Sometimes I feel like a recovering addict. Like us infertile girls need our own form of AA. Like having the chance to get up in front of a group of others who have felt this way and saying:” Hello. My name is Marcy and I’m an infertile Myrtile.” would make things a bit easier. Our own Infertility Incognito. And in many ways I think it would. Just as in many ways dealing with infertility is like battling the demons of addiction. Only it’s not a liquor bottle that brings me to my knees. But like other addictions, this thirst is also never quenched.
It doesn’t seem to matter how well I’m doing or have been doing, sometimes it just hits me: this is a LIFE LONG thing. Just as an alcoholic is forever an alcoholic, I will be an infertile woman until the day I die. Dear. God.
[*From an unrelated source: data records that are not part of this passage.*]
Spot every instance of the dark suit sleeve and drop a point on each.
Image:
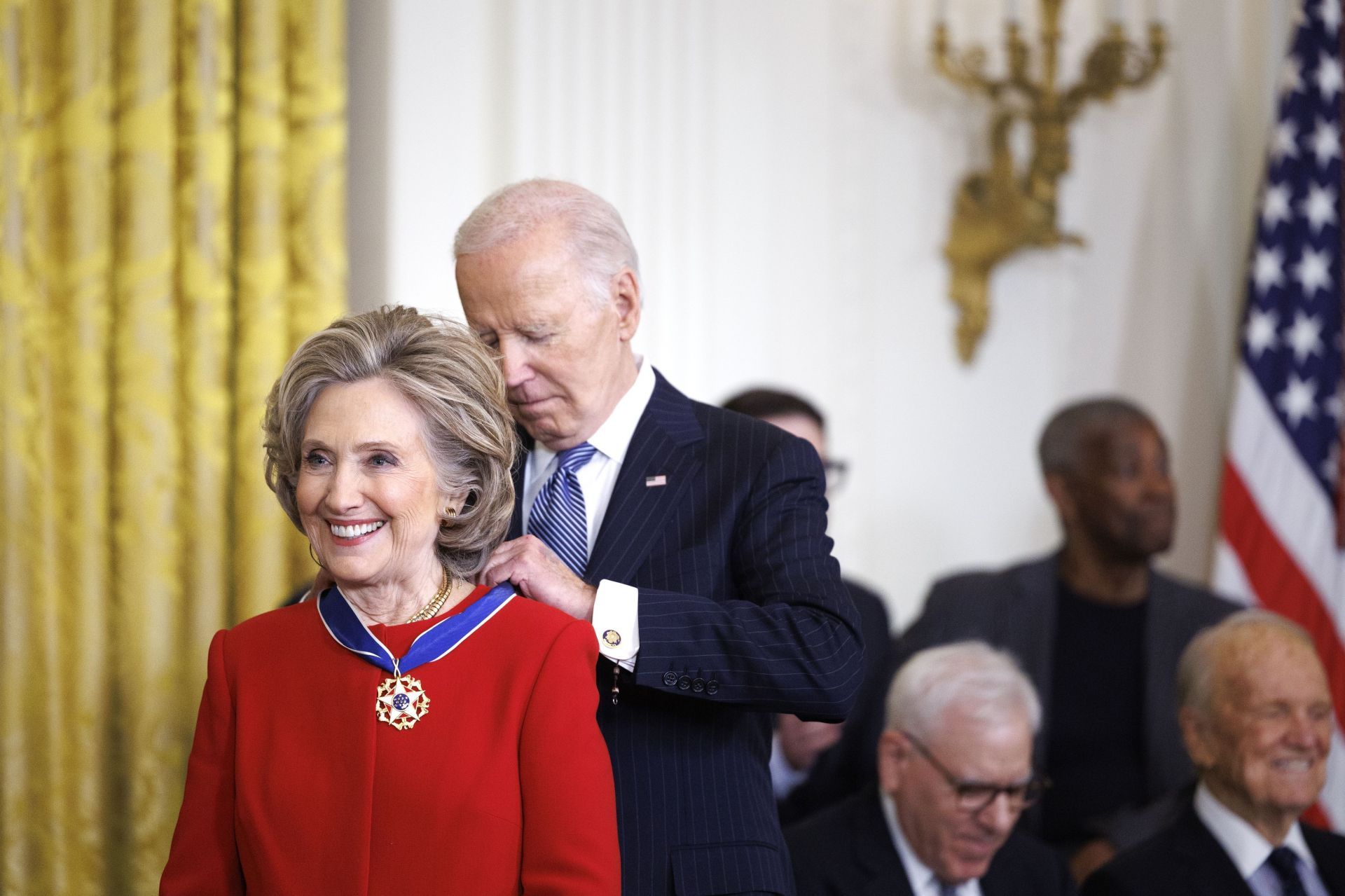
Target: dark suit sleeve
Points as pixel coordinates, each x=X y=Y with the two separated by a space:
x=935 y=626
x=790 y=642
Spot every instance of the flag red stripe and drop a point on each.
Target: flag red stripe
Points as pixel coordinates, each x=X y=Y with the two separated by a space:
x=1277 y=579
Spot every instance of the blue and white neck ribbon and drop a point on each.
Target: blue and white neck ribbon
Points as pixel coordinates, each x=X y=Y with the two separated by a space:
x=434 y=643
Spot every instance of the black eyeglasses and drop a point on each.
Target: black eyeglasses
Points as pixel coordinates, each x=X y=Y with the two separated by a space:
x=974 y=795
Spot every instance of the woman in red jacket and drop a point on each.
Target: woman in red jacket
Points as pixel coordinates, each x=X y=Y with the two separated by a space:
x=405 y=732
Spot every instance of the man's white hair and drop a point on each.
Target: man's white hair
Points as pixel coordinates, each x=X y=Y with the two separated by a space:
x=596 y=235
x=972 y=676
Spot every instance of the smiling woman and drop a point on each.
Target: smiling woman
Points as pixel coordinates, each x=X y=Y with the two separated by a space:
x=389 y=444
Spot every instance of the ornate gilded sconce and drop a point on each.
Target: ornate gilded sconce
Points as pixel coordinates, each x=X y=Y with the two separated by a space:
x=1004 y=209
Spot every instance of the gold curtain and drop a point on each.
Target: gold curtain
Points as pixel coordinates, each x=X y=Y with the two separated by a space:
x=171 y=225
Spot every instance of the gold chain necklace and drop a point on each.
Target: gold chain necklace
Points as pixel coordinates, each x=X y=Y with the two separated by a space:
x=429 y=609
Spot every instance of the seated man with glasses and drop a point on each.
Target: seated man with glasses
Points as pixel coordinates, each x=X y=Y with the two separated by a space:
x=954 y=776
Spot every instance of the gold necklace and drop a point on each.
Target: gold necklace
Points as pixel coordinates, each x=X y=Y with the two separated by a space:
x=436 y=602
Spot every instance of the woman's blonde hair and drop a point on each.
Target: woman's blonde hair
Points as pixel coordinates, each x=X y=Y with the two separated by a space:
x=444 y=371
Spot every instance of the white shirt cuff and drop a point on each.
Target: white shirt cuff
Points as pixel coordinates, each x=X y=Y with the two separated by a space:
x=616 y=619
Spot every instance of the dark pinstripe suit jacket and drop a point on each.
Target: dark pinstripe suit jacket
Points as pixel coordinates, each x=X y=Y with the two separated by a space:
x=743 y=614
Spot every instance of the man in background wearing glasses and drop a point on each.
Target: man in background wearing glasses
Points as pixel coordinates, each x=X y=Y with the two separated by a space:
x=954 y=776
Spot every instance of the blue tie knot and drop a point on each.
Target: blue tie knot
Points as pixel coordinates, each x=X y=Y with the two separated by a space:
x=1285 y=865
x=573 y=459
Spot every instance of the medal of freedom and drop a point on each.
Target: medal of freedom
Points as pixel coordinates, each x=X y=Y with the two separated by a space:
x=401 y=703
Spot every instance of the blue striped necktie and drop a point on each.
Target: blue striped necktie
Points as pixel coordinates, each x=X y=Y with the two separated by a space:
x=557 y=516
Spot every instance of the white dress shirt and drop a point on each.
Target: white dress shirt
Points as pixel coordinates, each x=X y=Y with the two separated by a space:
x=1250 y=850
x=923 y=881
x=616 y=606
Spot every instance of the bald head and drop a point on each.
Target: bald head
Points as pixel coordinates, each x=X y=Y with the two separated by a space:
x=1257 y=717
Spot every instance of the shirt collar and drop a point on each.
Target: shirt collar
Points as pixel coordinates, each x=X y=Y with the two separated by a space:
x=918 y=872
x=1243 y=843
x=614 y=438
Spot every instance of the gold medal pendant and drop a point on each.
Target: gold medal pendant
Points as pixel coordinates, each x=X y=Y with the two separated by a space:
x=401 y=703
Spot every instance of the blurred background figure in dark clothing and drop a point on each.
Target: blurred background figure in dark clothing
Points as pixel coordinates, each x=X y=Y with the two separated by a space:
x=813 y=763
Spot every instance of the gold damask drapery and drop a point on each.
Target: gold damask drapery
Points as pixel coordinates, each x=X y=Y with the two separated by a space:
x=171 y=225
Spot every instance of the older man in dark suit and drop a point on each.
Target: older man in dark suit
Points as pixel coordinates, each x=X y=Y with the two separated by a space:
x=691 y=537
x=954 y=774
x=1096 y=628
x=1257 y=717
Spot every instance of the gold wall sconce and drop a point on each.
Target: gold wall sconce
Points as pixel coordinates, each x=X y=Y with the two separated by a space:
x=1008 y=207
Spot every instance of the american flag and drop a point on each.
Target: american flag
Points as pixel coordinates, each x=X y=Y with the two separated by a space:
x=1279 y=517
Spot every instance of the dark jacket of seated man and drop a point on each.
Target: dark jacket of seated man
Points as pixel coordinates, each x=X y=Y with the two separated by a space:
x=954 y=776
x=1257 y=719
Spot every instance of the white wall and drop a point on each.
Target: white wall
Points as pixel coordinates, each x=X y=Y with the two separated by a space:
x=786 y=169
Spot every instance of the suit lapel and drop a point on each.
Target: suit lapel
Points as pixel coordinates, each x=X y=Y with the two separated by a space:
x=668 y=448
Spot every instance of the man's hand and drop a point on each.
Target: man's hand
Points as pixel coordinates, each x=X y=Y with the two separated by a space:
x=803 y=742
x=538 y=574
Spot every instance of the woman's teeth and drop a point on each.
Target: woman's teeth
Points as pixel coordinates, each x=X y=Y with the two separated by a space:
x=354 y=532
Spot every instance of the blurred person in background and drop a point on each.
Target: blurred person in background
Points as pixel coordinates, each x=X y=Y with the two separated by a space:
x=1257 y=717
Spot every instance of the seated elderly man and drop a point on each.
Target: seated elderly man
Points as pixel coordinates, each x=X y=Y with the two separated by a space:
x=954 y=776
x=1257 y=719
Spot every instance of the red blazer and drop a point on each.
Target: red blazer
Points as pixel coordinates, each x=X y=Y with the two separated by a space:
x=504 y=786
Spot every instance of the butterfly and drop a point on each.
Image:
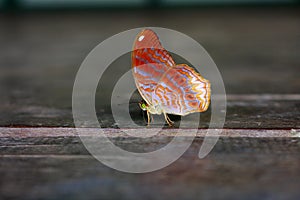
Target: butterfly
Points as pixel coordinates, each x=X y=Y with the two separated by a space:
x=166 y=87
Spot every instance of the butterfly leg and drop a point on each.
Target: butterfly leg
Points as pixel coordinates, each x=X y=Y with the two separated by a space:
x=148 y=116
x=168 y=120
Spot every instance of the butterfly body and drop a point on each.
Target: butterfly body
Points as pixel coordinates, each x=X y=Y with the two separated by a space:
x=166 y=87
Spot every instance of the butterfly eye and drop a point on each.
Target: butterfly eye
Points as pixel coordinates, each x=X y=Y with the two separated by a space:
x=143 y=106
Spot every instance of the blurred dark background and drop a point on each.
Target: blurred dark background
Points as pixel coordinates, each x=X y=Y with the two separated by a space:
x=255 y=45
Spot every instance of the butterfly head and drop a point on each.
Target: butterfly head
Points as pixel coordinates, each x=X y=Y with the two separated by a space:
x=143 y=105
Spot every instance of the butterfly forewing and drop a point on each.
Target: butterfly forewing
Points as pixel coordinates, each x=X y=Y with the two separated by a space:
x=176 y=89
x=149 y=62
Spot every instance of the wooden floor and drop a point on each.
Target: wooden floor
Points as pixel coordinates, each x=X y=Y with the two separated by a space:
x=256 y=157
Until I draw my last breath this will always be the loss in my heart, the ache that never is filled and the battle that will continue to rage on. It’s funny because I gauge my recovery by my reaction to things. Just as I would imagine a person addicted gages their willpower to ignore the bottle calling their name. I can tell how settled I am, or healed I am at a particular moment in time by how I respond to a situation or conversation. Did I break down in tears when I saw the picture of the newborn and new mom? Did I feel insignificant when others talked about their labors and deliveries? Etc., etc. The other day I had a conversation with someone who casually mentioned how easy it is to procreate and the words out of my mouth were “For some.”. Then I paused, did a little self inventory and realized that yes, I was okay right then. It wasn’t a stinging blow (which would NOT have been intentional, and not something most would think would be. Unless they’ve traveled this road).
I’ve spent the last few days trying to think up the back summary for my book. What is going to draw a person in to want to read my story? But how can I summarize a life’s worth of infertility? All words seem to pale next to the reality that this is my story, my innermost thoughts and the cries of my spirit that I have laid out in the hopes to help. It is bare. It is raw. It is all that I am. How can I summarize that? I just don’t know. And how do you battle an addiction that is unseen? That goes without recognition or understanding? Honestly, I’m not sure.
All I can do is stand before you, bare to the bone with my thoughts and emotions.
Hello. My name is Marcy. I am unable to carry children. I have lost that battle physically, but emotionally it rages on. So I try to keep things simple. Right now I am ok. And I would like to offer you an olive branch of hope. This blog and this book are my steps to recovery, and I hope they can help you as well.